Wilkinson more explicitly tied her resignation to Spanberger. “I regret that Governor-Elect Spanberger does not intend to allow me to finish my term,” she wrote. “I would love to continue serving our cherished institution, but in deference to the Governor-Elect’s request, I hereby resign. My only wish is that the differences of the present moment will not impair the brightness of this great University’s future and that leadership of the University will be able to build constructively on our accomplishments.”
Spanberger has not publicly confirmed that she asked the five former members to leave the Board. But the raft of resignations follows the BOV ignoring her—and numerous others’—calls for a delay in the university’s presidential search amid inquiries into the circumstances of Ryan’s exit.
The governor’s office had not responded to C-VILLE’s request for comment at press time.
State senators questioned Sheridan January 12, four days before her resignation. Topics ranged from Ryan’s departure to the Board’s communications with the DOJ and Youngkin. Sheridan stood by the BOV’s decisions, and refuted claims she was “a Youngkin point person.”
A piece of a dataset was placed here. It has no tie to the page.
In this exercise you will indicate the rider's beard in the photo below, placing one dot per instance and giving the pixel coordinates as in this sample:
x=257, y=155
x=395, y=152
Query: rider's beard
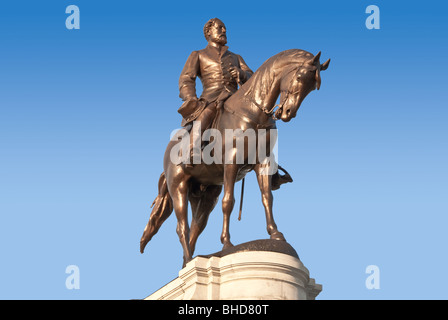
x=221, y=39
Texts from Board of Visitors members, released by The Washington Post and obtained via the Virginia Freedom of Information Act, include frequent discussion of Youngkin. Communications with the former governor are not included in the trove of texts, but allusions to him and former Virginia Attorney General Jason Miyares are present throughout the BOV members’ discussion of Ryan and efforts to end diversity, equity, and inclusion programming at UVA.
The General Assembly is currently weighing legislation that would change the way university boards and appointments work. Proposed bills include SB49, which would amend the Code of Virginia to require appointees be confirmed prior to serving on a board or commission.
Other legislation introduced would require each Board of Visitors to include student, faculty, and staff voting members. Among the proponents are local representatives and organizing groups, like the UVA chapter of United Campus Workers of Virginia.
“We’re working with Del. Amy Laufer, Del. Katrina Callsen, [and] Sen. Creigh Deeds on legislation that would reform the Board of Visitors in a number of ways,” says Cecelia Parks, a UVA librarian and UCWVA organizer. “Elected voting representatives from faculty, staff, and students on our [boards would] get more of that worker experience and expertise in the room.”
At press time, the state Senate has not scheduled confirmation hearings for the 10 new UVA Board members.